According to association president Lee-May Saw, mentoring matters relevant to engagement is fundamental to the success of any mentoring program. Effective mentoring, she said, should be an area of emphasis for firms.
“Initiatives and programs targeting diversity should be responsive to the intersection of gender, ethnicity, age of lawyers, and regional versus metropolitan work environments,” she said.
“The need for quality initiatives targeting wellbeing and mental health of lawyers, including initiatives that take into account the origins of stress and pressure on lawyers from the time they are at law school and the developments of sources of stress and pressure on lawyers throughout the duration of their careers.”
“When considered in the context of the current employment market for law graduates, the Career Intentions Survey Report points to a real need for initiatives, policies, practices and programs to be reviewed starting from when students are studying law at university,” she added.
Twenty-eight per cent of lawyers were not sure whether they wanted to practice as a lawyer and 11 per cent said they didn’t want to practice. Women were more likely to study law because of an interest in social justice, while men were more likely to study due to good income or having an interest in government or politics.
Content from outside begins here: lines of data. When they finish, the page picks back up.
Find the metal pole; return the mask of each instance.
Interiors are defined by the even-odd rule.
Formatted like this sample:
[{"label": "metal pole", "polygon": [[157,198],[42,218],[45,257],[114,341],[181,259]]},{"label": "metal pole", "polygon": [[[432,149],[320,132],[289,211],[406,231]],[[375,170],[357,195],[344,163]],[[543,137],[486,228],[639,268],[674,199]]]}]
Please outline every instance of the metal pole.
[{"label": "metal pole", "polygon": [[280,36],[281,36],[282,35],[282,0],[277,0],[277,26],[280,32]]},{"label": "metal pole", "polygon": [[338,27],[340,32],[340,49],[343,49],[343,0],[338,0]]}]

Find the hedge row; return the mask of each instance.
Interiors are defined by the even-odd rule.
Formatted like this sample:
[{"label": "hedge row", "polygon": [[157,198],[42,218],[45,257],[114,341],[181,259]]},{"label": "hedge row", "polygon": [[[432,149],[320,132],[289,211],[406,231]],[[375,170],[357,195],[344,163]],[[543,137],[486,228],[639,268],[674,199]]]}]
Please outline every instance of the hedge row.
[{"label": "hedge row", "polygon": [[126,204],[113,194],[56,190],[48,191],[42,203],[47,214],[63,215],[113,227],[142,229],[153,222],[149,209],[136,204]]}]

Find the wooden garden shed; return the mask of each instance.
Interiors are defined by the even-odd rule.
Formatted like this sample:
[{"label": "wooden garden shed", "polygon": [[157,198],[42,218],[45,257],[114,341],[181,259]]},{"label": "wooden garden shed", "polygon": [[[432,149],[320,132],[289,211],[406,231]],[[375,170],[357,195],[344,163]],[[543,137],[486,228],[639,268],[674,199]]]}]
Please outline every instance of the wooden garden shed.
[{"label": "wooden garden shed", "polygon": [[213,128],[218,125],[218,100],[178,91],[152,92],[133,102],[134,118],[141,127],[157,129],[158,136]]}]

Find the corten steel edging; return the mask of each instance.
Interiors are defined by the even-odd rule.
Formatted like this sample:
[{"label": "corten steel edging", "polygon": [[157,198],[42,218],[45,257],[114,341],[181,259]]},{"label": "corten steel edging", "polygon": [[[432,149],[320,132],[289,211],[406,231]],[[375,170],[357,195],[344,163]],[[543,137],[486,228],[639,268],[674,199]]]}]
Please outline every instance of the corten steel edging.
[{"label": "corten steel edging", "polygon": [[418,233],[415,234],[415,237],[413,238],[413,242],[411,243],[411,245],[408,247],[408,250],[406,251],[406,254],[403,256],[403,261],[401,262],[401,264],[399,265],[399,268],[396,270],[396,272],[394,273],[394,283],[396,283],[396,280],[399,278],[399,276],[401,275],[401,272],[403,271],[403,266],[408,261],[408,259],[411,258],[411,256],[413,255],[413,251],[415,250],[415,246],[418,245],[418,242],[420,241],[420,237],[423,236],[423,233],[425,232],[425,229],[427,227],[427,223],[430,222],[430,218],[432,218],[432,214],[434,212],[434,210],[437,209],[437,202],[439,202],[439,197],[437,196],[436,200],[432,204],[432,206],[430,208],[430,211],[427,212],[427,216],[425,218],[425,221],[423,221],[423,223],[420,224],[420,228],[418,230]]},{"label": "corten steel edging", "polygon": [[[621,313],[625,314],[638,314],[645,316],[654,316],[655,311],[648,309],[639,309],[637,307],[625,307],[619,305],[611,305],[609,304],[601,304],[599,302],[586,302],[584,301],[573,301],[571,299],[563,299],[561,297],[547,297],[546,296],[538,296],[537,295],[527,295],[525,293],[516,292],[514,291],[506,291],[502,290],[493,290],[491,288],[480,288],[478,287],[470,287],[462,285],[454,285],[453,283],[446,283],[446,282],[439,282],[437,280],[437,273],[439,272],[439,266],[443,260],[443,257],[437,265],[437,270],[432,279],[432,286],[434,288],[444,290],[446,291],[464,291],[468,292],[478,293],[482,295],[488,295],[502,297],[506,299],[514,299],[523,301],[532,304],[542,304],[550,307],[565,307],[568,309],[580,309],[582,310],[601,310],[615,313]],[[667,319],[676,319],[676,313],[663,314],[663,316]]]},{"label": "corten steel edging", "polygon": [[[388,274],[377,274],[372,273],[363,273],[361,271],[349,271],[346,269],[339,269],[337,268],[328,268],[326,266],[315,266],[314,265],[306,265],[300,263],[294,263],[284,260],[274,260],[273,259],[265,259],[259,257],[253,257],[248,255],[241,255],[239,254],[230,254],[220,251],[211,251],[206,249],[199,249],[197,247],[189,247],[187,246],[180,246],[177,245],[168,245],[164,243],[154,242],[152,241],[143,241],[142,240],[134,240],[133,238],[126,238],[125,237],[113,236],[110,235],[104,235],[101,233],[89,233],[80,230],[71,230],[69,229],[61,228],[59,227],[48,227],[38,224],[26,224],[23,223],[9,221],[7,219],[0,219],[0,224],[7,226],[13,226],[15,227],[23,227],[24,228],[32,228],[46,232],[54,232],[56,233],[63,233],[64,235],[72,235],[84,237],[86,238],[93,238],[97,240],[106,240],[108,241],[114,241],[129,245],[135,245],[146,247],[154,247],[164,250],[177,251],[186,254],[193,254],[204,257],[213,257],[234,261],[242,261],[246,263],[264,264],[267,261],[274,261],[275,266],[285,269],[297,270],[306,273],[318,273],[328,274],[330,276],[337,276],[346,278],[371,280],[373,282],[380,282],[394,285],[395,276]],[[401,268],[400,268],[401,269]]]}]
The study surveyed 1,403 students across NSW who were either in their final year or undertaking practical legal training.
“Research such as the 2013 national Survive Law survey indicates that the numbers of students who intend to practice as a lawyer decrease from the first year to final stages of law school,” said Saw.
“Both the Career Intentions Survey and the 2013 national Survive Law survey suggests that a lack of information about the skills required to practice as a lawyer and a lack of access to work experience opportunities may be influencing the numbers of students intending to practice as a lawyer.”